OpenMed vs. Generic LLM: A Side-by-Side Test on Clinical Text Extraction

When teams start working with clinical text, the default instinct is often to send a note to a large language model and ask it to “extract entities” or “remove PHI.” That works — until you need auditability, consistent labels, offline execution, or HIPAA-aligned de-identification.

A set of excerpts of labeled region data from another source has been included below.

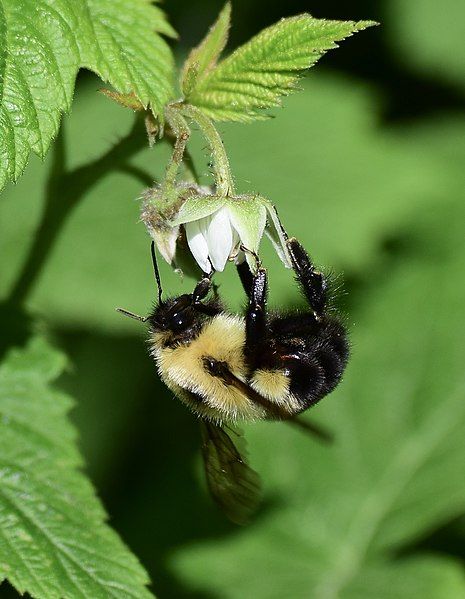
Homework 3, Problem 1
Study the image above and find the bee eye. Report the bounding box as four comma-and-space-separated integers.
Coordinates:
171, 314, 185, 330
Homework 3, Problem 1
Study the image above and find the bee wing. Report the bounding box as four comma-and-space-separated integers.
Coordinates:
200, 420, 261, 524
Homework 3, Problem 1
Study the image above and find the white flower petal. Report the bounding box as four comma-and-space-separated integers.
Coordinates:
207, 207, 233, 272
184, 219, 211, 273
149, 227, 179, 264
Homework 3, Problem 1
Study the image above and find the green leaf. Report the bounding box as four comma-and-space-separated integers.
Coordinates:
386, 0, 465, 92
186, 14, 375, 122
0, 0, 173, 189
0, 72, 452, 333
181, 2, 231, 97
171, 195, 465, 599
0, 338, 152, 599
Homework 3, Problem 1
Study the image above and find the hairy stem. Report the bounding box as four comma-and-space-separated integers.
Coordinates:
8, 118, 146, 305
171, 103, 235, 196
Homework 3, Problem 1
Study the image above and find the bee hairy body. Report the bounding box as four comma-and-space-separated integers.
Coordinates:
149, 280, 347, 422
119, 236, 349, 524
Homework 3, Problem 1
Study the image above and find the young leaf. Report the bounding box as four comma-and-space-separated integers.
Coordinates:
181, 2, 231, 97
0, 338, 152, 599
0, 0, 174, 189
186, 14, 375, 122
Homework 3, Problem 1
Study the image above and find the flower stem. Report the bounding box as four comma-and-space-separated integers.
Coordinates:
163, 106, 191, 198
171, 103, 235, 196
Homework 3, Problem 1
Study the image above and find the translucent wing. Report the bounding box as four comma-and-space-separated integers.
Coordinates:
200, 420, 261, 524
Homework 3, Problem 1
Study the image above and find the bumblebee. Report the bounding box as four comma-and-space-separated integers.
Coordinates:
119, 238, 349, 523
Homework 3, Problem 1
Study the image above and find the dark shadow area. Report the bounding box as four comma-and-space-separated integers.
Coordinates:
0, 580, 24, 599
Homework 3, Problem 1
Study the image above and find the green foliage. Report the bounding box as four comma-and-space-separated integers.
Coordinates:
0, 0, 174, 189
0, 72, 446, 332
0, 338, 152, 599
183, 12, 375, 122
181, 2, 231, 97
169, 196, 465, 599
388, 0, 465, 91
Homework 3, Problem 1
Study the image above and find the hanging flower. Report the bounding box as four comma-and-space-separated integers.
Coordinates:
142, 184, 290, 273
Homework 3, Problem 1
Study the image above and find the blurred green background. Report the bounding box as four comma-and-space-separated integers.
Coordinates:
0, 0, 465, 599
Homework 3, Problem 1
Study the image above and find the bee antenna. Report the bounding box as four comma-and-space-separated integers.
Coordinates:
150, 241, 163, 303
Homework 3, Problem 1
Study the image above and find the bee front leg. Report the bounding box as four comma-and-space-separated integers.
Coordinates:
245, 268, 268, 358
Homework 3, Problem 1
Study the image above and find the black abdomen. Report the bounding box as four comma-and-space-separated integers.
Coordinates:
256, 313, 349, 411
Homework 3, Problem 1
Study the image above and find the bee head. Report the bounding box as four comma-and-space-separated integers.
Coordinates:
149, 294, 197, 334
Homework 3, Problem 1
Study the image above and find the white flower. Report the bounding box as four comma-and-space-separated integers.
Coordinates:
184, 206, 240, 273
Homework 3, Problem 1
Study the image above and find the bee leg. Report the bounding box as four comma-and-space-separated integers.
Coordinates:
236, 260, 253, 297
286, 237, 328, 316
236, 245, 262, 298
192, 277, 212, 305
245, 268, 268, 357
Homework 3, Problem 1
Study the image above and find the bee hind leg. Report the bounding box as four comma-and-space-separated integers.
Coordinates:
286, 237, 328, 316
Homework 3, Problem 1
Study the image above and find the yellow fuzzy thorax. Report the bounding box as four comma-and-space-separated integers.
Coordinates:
149, 313, 300, 421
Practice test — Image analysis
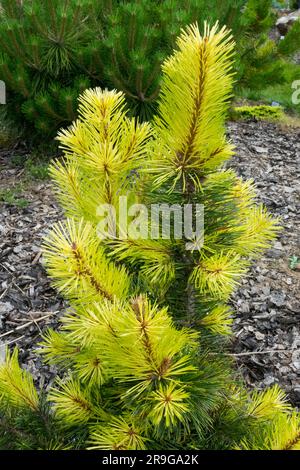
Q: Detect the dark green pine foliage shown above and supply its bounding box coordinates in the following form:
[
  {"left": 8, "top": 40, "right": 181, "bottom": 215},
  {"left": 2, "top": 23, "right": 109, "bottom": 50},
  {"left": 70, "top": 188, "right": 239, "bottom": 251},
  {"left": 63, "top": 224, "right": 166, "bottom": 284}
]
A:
[
  {"left": 0, "top": 0, "right": 100, "bottom": 134},
  {"left": 0, "top": 0, "right": 299, "bottom": 136}
]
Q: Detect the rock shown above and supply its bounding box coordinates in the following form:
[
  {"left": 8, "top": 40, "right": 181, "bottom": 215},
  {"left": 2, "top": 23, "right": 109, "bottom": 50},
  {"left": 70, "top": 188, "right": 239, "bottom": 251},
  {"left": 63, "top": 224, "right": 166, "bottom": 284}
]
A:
[
  {"left": 253, "top": 145, "right": 268, "bottom": 153},
  {"left": 270, "top": 291, "right": 286, "bottom": 307},
  {"left": 276, "top": 9, "right": 300, "bottom": 36},
  {"left": 254, "top": 331, "right": 265, "bottom": 341}
]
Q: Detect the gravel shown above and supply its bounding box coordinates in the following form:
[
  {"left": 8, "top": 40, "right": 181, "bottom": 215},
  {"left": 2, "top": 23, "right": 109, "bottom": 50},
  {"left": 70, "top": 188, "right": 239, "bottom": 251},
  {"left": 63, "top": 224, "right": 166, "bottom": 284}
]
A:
[{"left": 0, "top": 122, "right": 300, "bottom": 406}]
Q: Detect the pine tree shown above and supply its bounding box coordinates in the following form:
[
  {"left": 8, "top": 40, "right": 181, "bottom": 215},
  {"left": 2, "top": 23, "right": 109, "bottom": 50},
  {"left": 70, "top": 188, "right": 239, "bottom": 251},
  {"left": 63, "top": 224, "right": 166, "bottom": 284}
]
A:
[
  {"left": 0, "top": 0, "right": 299, "bottom": 137},
  {"left": 0, "top": 25, "right": 300, "bottom": 450}
]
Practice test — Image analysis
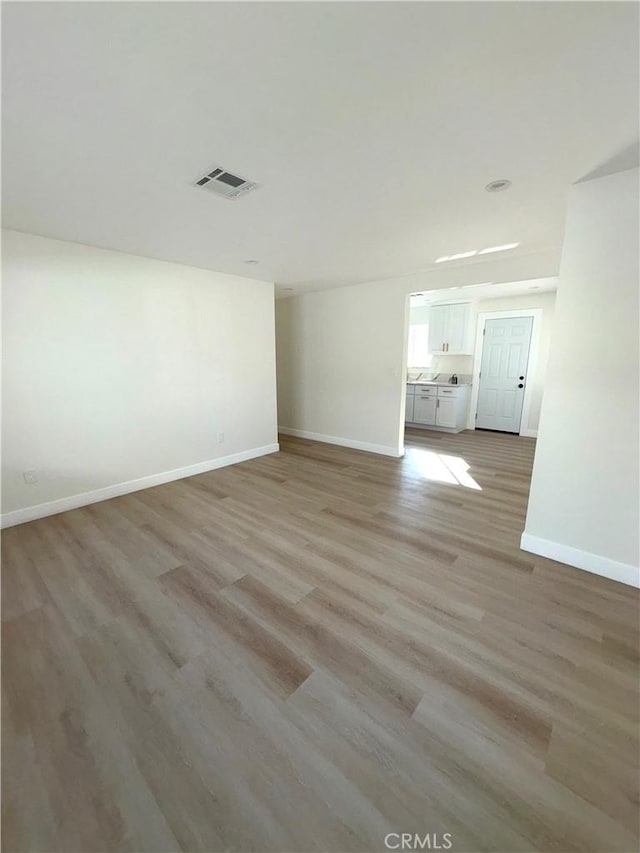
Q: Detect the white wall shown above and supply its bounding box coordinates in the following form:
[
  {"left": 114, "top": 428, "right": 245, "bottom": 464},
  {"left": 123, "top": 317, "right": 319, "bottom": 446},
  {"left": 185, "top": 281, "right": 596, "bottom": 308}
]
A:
[
  {"left": 522, "top": 169, "right": 640, "bottom": 583},
  {"left": 276, "top": 284, "right": 408, "bottom": 456},
  {"left": 276, "top": 252, "right": 558, "bottom": 455},
  {"left": 2, "top": 231, "right": 277, "bottom": 523}
]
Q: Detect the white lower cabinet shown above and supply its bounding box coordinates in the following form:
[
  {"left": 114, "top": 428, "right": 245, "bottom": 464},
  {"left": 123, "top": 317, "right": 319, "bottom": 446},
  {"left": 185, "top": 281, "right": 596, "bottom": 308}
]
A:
[
  {"left": 436, "top": 397, "right": 456, "bottom": 427},
  {"left": 404, "top": 386, "right": 415, "bottom": 423},
  {"left": 413, "top": 394, "right": 438, "bottom": 424},
  {"left": 405, "top": 385, "right": 470, "bottom": 432}
]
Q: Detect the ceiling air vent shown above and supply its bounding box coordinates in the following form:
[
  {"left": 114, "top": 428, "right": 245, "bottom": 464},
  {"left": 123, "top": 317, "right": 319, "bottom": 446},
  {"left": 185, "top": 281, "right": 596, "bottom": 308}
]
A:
[{"left": 195, "top": 166, "right": 258, "bottom": 198}]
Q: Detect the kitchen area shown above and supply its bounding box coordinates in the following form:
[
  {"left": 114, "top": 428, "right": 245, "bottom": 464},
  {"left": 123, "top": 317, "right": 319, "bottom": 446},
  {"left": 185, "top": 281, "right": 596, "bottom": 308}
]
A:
[
  {"left": 405, "top": 278, "right": 558, "bottom": 437},
  {"left": 405, "top": 294, "right": 475, "bottom": 433}
]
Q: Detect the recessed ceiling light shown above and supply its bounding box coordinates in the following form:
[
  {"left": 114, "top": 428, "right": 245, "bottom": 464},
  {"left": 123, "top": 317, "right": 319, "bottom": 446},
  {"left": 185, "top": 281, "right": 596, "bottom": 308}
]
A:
[
  {"left": 485, "top": 178, "right": 511, "bottom": 193},
  {"left": 435, "top": 249, "right": 478, "bottom": 264},
  {"left": 478, "top": 243, "right": 520, "bottom": 255},
  {"left": 455, "top": 281, "right": 493, "bottom": 290}
]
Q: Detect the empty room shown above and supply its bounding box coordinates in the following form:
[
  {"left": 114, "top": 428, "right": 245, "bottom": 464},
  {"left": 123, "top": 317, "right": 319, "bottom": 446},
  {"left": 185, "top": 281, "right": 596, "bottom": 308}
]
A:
[{"left": 0, "top": 0, "right": 640, "bottom": 853}]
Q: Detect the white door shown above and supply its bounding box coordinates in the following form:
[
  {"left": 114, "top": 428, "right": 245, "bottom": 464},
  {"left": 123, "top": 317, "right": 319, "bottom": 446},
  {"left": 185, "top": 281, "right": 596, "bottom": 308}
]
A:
[{"left": 476, "top": 317, "right": 533, "bottom": 433}]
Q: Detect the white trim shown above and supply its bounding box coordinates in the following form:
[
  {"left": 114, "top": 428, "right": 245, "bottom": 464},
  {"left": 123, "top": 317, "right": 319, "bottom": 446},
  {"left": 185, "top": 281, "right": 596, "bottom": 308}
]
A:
[
  {"left": 467, "top": 308, "right": 542, "bottom": 438},
  {"left": 278, "top": 427, "right": 404, "bottom": 459},
  {"left": 0, "top": 444, "right": 280, "bottom": 528},
  {"left": 520, "top": 530, "right": 640, "bottom": 587}
]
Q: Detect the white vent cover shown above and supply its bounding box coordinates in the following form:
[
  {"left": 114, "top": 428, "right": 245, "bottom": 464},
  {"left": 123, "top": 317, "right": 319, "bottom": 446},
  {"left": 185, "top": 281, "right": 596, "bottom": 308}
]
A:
[{"left": 195, "top": 166, "right": 258, "bottom": 198}]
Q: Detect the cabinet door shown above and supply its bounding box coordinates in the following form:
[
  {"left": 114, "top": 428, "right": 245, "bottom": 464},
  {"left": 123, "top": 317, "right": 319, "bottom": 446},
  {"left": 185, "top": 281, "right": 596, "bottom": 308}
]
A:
[
  {"left": 429, "top": 305, "right": 449, "bottom": 352},
  {"left": 404, "top": 391, "right": 415, "bottom": 423},
  {"left": 436, "top": 397, "right": 456, "bottom": 427},
  {"left": 413, "top": 394, "right": 438, "bottom": 425}
]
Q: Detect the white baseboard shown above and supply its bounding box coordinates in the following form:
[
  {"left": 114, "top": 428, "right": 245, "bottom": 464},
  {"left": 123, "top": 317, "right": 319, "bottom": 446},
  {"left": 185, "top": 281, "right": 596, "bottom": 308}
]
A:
[
  {"left": 520, "top": 531, "right": 640, "bottom": 587},
  {"left": 0, "top": 444, "right": 280, "bottom": 528},
  {"left": 278, "top": 427, "right": 404, "bottom": 459}
]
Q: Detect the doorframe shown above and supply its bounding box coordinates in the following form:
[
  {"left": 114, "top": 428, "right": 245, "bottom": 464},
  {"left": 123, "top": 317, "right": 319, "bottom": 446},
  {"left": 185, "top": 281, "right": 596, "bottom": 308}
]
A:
[{"left": 467, "top": 308, "right": 543, "bottom": 438}]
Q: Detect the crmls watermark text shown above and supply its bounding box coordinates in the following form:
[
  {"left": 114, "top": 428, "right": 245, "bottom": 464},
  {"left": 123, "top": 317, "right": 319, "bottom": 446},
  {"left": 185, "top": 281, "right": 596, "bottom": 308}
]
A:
[{"left": 384, "top": 832, "right": 453, "bottom": 850}]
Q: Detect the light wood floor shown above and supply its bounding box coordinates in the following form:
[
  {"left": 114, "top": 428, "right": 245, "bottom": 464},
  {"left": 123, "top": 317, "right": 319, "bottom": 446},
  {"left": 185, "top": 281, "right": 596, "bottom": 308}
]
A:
[{"left": 3, "top": 431, "right": 638, "bottom": 853}]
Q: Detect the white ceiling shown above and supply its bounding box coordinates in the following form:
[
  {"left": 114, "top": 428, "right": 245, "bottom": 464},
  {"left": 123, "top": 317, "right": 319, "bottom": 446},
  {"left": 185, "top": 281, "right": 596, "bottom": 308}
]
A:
[
  {"left": 3, "top": 2, "right": 638, "bottom": 290},
  {"left": 410, "top": 276, "right": 558, "bottom": 308}
]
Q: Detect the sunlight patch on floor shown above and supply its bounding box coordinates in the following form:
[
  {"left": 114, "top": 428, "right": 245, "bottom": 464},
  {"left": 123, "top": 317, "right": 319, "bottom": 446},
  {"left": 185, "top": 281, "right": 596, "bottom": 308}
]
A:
[{"left": 405, "top": 447, "right": 482, "bottom": 492}]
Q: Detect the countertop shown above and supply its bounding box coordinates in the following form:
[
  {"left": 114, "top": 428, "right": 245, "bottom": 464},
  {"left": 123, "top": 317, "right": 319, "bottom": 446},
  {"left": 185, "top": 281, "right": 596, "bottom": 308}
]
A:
[{"left": 407, "top": 379, "right": 471, "bottom": 388}]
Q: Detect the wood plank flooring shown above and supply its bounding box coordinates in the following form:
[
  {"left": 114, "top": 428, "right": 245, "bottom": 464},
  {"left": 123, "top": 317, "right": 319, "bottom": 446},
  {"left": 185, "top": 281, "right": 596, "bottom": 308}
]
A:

We ran a controlled experiment comparing three approaches on the same synthetic clinical note:

OpenMed — purpose-built, local biomedical NER + PII models
Regex baseline — a common DIY pattern-matching approach
Generic LLM — a single prompt to a local chat model (Ollama / Llama 3.2 1B)

The goal was not to declare a winner on every field, but to show what each approach is actually good at — and where they diverge in ways that matter for production clinical workflows.

Experiment setup

Parameter	Value
Environment	macOS, Python 3.12 (Miniconda)
OpenMed version	`1.6.0` (`pip install "openmed[hf]"`)
LLM runtime	Ollama (`llama3.2:1b`), temperature `0`, JSON output mode
Execution	100% local — no cloud API calls, no PHI sent off-device
Script	Custom comparison script (`openmed_comparison/compare.py`)
First run	~70s (model downloads from Hugging Face)
Cached run	~7–13s

All three methods received identical input text.

Test note

Synthetic clinical note used for the experiment (not real patient data):

Text

Patient John Smith (MRN: 12345678, DOB: 03/15/1965, SSN: 123-45-6789)
was diagnosed with chronic myeloid leukemia and started imatinib 400mg daily.
Contact: john.smith@email.com, phone (555) 123-4567.
NPI: 1234567890. Address: 742 Evergreen Terrace, Springfield, IL 62704.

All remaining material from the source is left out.